Cependant, on peut trouver des rapports entre le créateur et sa créature, des rapports qui dépassent ceux d'une simple relation d'un auteur à l'un de ses personnages.Simenon, sans aucun doute, ne se prenait pas pour Maigret; il lui a donné des habitudes, un mode de vie, un caractère, qui étaient bien loin des siens; mais il l'a aussi doté, au fil du temps, de particularités qui l'ont petit à petit rapproché de lui-même. Car c'est cela qui frappe le plus, lorsqu'on examine cette relation entre l'auteur et son héros: une évolution dans leurs rapports.
Au temps des premiers romans Maigret, ceux de la période Fayard, on a affaire à un jeune romancier plein d'ambition, qui crée un personnage pour des fins en quelque sorte utilitaires: sur la voie qui doit le mener à la "vraie" littérature, Simenon a besoin d'un "meneur de jeu", un personnage qui, de par son métier de policier, a accès à toutes les couches sociales que le romancier voudrait décrire. Le roman policier lui permet aussi d'avoir un fil rouge: une enquête qu'il faut suivre jusqu'à son dénouement, avec la découverte de décors, de protagonistes que le commissaire va interroger dans leur milieu de vie.

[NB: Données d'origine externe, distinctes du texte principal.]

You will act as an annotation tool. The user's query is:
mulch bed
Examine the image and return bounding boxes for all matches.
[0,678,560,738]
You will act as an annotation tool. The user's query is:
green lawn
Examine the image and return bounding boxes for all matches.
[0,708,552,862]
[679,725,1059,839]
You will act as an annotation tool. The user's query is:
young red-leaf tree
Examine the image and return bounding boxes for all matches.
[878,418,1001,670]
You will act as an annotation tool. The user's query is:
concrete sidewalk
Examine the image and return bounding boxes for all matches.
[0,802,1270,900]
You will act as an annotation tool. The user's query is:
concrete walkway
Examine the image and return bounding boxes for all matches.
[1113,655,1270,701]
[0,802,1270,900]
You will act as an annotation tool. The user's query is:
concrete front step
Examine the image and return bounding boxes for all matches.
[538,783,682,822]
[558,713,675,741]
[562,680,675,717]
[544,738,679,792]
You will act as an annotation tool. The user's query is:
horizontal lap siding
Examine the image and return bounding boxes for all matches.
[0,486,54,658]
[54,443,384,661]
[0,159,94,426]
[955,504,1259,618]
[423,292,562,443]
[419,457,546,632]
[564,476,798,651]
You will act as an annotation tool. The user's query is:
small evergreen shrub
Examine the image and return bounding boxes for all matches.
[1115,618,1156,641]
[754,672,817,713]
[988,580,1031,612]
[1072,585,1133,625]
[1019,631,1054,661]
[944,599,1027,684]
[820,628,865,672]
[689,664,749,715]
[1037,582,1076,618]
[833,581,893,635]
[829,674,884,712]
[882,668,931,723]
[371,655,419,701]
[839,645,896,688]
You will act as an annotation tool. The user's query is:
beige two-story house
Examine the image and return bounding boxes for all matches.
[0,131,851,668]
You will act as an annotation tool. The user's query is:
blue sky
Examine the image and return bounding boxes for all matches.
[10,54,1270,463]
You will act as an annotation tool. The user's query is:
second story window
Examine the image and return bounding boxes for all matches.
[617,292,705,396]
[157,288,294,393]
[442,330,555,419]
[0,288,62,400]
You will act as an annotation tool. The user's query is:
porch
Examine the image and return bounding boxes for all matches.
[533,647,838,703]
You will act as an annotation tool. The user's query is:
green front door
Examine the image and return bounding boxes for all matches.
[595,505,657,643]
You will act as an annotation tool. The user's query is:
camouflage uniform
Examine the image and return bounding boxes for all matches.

Dans ces années 1930 qui voient fleurir la première série de la saga maigretienne, Simenon est un auteur d'à peine trente ans qui imagine un personnage qui, lui, a dépassé la quarantaine, et il a probablement en tête la vision d'un policier avec une certaine maturité; cet écart entre l'âge du romancier et celui de son héros a pour conséquence qu'il en fait, parfois, une sorte de caricature: une silhouette massive, presque monstrueuse, "pachydermique", "il avait l'air presque bovin", comme le dit Simenon dans l'interview qu'il accorde à Roger Stéphane. Ce qui, bien entendu, ne l'empêche pas de lui donner ce qui en fera sa "marque de fabrique": cette manière de s'imprégner d'une atmosphère, de se mettre dans la peau des gens, "c'est un intuitif", dit encore Simenon à Roger Stéphane.
Cette relation du jeune romancier à un héros mature ("à cette époque-là, il avait tendance à me considérer comme un homme mûr et même, au fond de lui, comme un homme déjà vieux" raconte Maigret dans ses Mémoires) va petit à petit évoluer, et une deuxième étape est franchie à l'aube des années 1950, lorsque le romancier, installé aux USA, transcende sa nostalgie parisienne et comprend que son personnage lui est devenu nécessaire, à la fois pour se replonger dans le monde de la capitale telle qu'il a connue vingt ans auparavant, et à la fois parce qu'écrire un Maigret lui est utile, aussi bien pour se "délasser" de la rédaction des romans durs, que pour aborder dans un roman policier un thème qu'il n'a pas encore réussi à cerner dans un autre roman. De plus, Simenon a rejoint l'âge de son personnage, et il en a forcément acquis un autre regard sur lui. Sa propre expérience de la vie lui a appris à voir le monde différemment qu'avec le regard de sa prime jeunesse, et il commence à doter son personnage de quelques-uns de ses propres souvenirs (voir par exemple la nouvelle Le témoignage de l'enfant de chœur, dans laquelle Simenon met en Maigret ses souvenirs de son enfance liégeoise), mais aussi de ses propres sensations, de sa propre façon "d'être au monde", d'appréhender gens et choses.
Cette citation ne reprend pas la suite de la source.